Although the Russian leadership continues to speak of western actors as partners, the globe is round. And the role of China is now being much stressed. In any case the growth in Asia means that the largest buyers of Russian energy in twenty years are China and India. It is very important that these global megatrends will not happen in a spirit of confrontation but in the spirit of cooperation and trust.
The Cold War was a long period in history. It planted the idea of confrontation deep into the minds of people. It did not only become a world view, but also established practices. Proceeding from confrontation to co-operation is easier for small countries like Finland, which do not fight for spheres of interest and only loose when tensions grow. At the moment, political careers can be promoted and newspapers can be sold through stirring up confrontation both in Russia and in the West. Therefore it is more important than ever to have research based knowledge as the basis of our views and policies.
We must also have the courage to say that the great powers have a biased view of one another. Was Russia capable of taking advantage of President Obama’s reset policy? Is President Putin’s administration being demonized in the United States? The fact that these questions need to be asked underlines the importance of having ones own interpretation. Despite the changing cycles of political relations, the leaders of Finland and Russia need to keep a constant dialogue. It is in the interest of the nations of the Baltic Sea area to prevent a slip towards the development of military confrontation and start top level discussions before something that cannot be reversed happens.
The establishment of the Aleksanteri Institute is also linked to our membership in the EU and the subsequent demand for knowledge about Russia. The demand is greater today than ever.
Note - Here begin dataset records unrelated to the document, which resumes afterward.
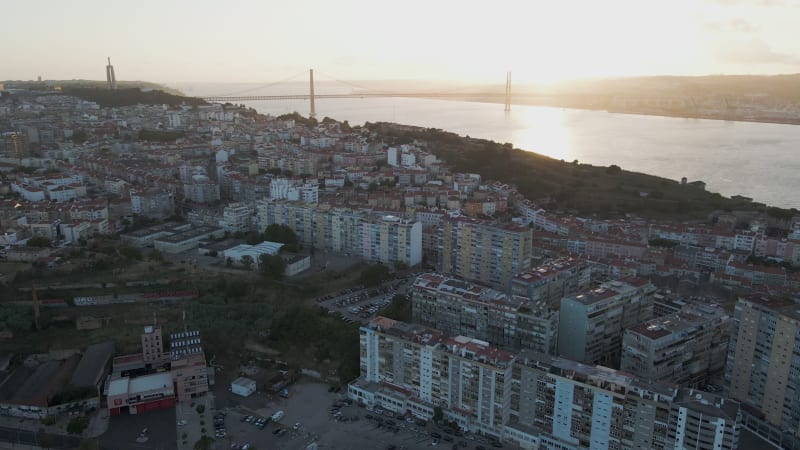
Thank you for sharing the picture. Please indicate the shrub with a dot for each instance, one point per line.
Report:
(77, 425)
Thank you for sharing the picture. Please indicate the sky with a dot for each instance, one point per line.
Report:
(465, 41)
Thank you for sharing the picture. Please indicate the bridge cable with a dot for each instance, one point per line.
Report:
(236, 94)
(342, 81)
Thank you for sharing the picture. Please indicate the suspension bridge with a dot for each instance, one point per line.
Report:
(312, 97)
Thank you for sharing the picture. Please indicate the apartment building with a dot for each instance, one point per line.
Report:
(532, 400)
(152, 203)
(236, 218)
(188, 364)
(469, 379)
(592, 322)
(563, 404)
(486, 253)
(460, 308)
(552, 281)
(763, 369)
(686, 348)
(387, 239)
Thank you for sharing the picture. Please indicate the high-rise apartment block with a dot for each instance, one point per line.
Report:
(591, 323)
(466, 377)
(685, 348)
(530, 399)
(763, 367)
(460, 308)
(386, 239)
(152, 347)
(483, 252)
(237, 218)
(552, 281)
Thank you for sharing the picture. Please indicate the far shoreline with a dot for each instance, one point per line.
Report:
(621, 111)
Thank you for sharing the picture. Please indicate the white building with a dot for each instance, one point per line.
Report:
(408, 159)
(243, 386)
(29, 193)
(392, 157)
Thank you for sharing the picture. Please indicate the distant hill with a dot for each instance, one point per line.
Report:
(94, 84)
(607, 192)
(132, 96)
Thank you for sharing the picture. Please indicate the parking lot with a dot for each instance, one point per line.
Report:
(360, 304)
(309, 416)
(152, 430)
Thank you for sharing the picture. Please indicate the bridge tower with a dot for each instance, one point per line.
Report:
(313, 112)
(508, 91)
(111, 78)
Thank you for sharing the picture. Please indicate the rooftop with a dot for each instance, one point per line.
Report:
(92, 364)
(152, 382)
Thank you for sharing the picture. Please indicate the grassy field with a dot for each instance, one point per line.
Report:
(232, 310)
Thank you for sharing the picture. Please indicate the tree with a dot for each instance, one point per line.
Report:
(88, 444)
(272, 266)
(155, 255)
(438, 414)
(247, 262)
(38, 241)
(283, 234)
(77, 425)
(204, 443)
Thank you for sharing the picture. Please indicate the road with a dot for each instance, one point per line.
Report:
(26, 437)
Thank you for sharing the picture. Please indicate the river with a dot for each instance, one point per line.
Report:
(757, 160)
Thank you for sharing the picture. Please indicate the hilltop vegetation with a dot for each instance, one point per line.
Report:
(87, 84)
(572, 186)
(132, 96)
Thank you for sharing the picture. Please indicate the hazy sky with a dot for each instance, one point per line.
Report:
(267, 40)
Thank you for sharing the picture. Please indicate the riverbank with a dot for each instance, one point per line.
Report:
(538, 101)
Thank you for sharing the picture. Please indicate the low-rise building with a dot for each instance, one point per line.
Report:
(186, 240)
(141, 394)
(243, 386)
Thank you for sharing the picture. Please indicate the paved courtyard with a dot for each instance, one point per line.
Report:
(309, 405)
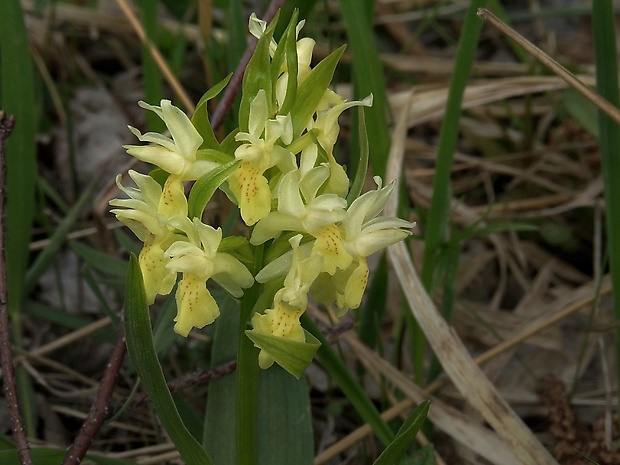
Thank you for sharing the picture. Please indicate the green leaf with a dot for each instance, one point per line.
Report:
(606, 59)
(289, 49)
(17, 94)
(151, 76)
(362, 164)
(393, 454)
(220, 427)
(257, 76)
(285, 419)
(204, 188)
(141, 350)
(310, 93)
(99, 260)
(200, 118)
(293, 356)
(368, 77)
(337, 369)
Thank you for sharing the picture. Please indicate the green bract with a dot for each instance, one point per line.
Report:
(279, 168)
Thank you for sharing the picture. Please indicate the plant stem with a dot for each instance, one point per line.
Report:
(6, 359)
(247, 377)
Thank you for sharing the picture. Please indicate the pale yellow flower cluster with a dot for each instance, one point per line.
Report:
(290, 191)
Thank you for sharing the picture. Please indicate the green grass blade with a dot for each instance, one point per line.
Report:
(368, 78)
(339, 372)
(437, 222)
(394, 453)
(141, 350)
(151, 76)
(603, 27)
(17, 98)
(437, 227)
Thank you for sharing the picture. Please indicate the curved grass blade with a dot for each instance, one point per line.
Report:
(368, 78)
(603, 26)
(393, 454)
(351, 388)
(141, 350)
(362, 164)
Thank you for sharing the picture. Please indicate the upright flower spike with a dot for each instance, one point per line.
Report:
(362, 234)
(147, 214)
(177, 154)
(259, 153)
(198, 260)
(299, 206)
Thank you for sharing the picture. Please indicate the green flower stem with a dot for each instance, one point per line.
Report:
(247, 377)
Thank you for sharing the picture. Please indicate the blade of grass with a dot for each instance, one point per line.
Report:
(394, 453)
(351, 388)
(368, 79)
(151, 77)
(17, 93)
(437, 227)
(603, 27)
(142, 352)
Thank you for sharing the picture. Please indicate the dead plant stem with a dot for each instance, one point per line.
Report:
(100, 408)
(606, 107)
(6, 358)
(233, 87)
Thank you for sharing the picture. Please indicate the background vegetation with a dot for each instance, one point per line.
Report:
(507, 170)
We also understand that in addition to the EU common policy Finland has a large number of bilateral issues related to its own interests which no one will take care of if we don’t do it ourselves. The management of bilateral issues has nothing to do with being soft on Russian demands or a secret Russian plot. Many of the challenges we face – be they related to the climate, environment, refugees, criminality, trade or energy – can only be solved through cooperation.
Ladies and Gentlemen,
Let me once more congratulate the Institute, its Director Markku Kivinen and all the staff and students for the 20th anniversary. I wish you a wonderful seminar and fruitful discussions.
Please be happy and proud of your achievements and be brave to tackle new challenges.